The Human Diagnosis Project was founded in 2013 to build the first open medical intelligence system to map the steps to help any patient. Right now, thousands of physicians and students are using it for medical education and to learn from each other; clinicians are able to submit a question about a particular patient and get advice from clinicians around the world.

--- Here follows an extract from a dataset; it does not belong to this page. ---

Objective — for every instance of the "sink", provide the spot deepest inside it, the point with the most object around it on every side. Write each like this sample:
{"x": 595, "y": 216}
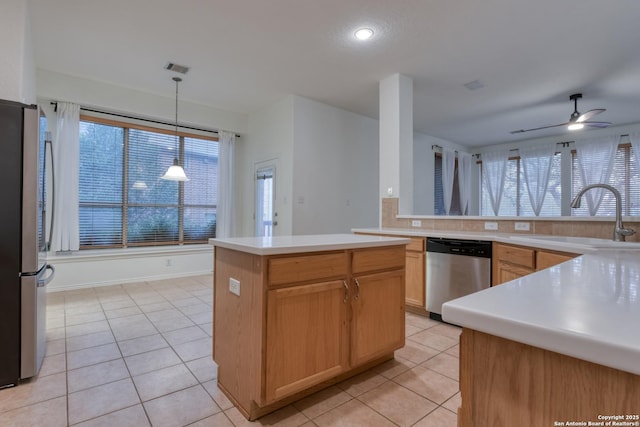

I know nothing about technology, but when the founders approached me I thought it was a very interesting way to help people in the safety net and elsewhere access world-class care. It’s different from e-consult and other tools first because it’s in the public domain, and also because like Wikipedia it uses crowdsourcing techniques to make sure the opinions we get are accurate, robust, and balanced. There’s also a machine-learning system running in the background that studies how diagnoses are made, and we hope that this will someday help clinicians make better care decisions.
With Commonwealth Fund support, we’re running a pilot involving nine federally qualified health centers to see how their clinicians can use the Human Dx system to collaborate on tough cases and educate their new clinicians. We’ve also started an opiate crisis line, where physicians can ask a group of experts how to treat someone struggling with opioid use disorder or how to handle prescribing for someone with chronic pain.
The next steps for Human Dx is to leverage our work for use in systemwide quality improvement. Expanding medical knowledge and improving clinical decision-making should lead to fewer medical errors and less waste — ultimately improving the value of care.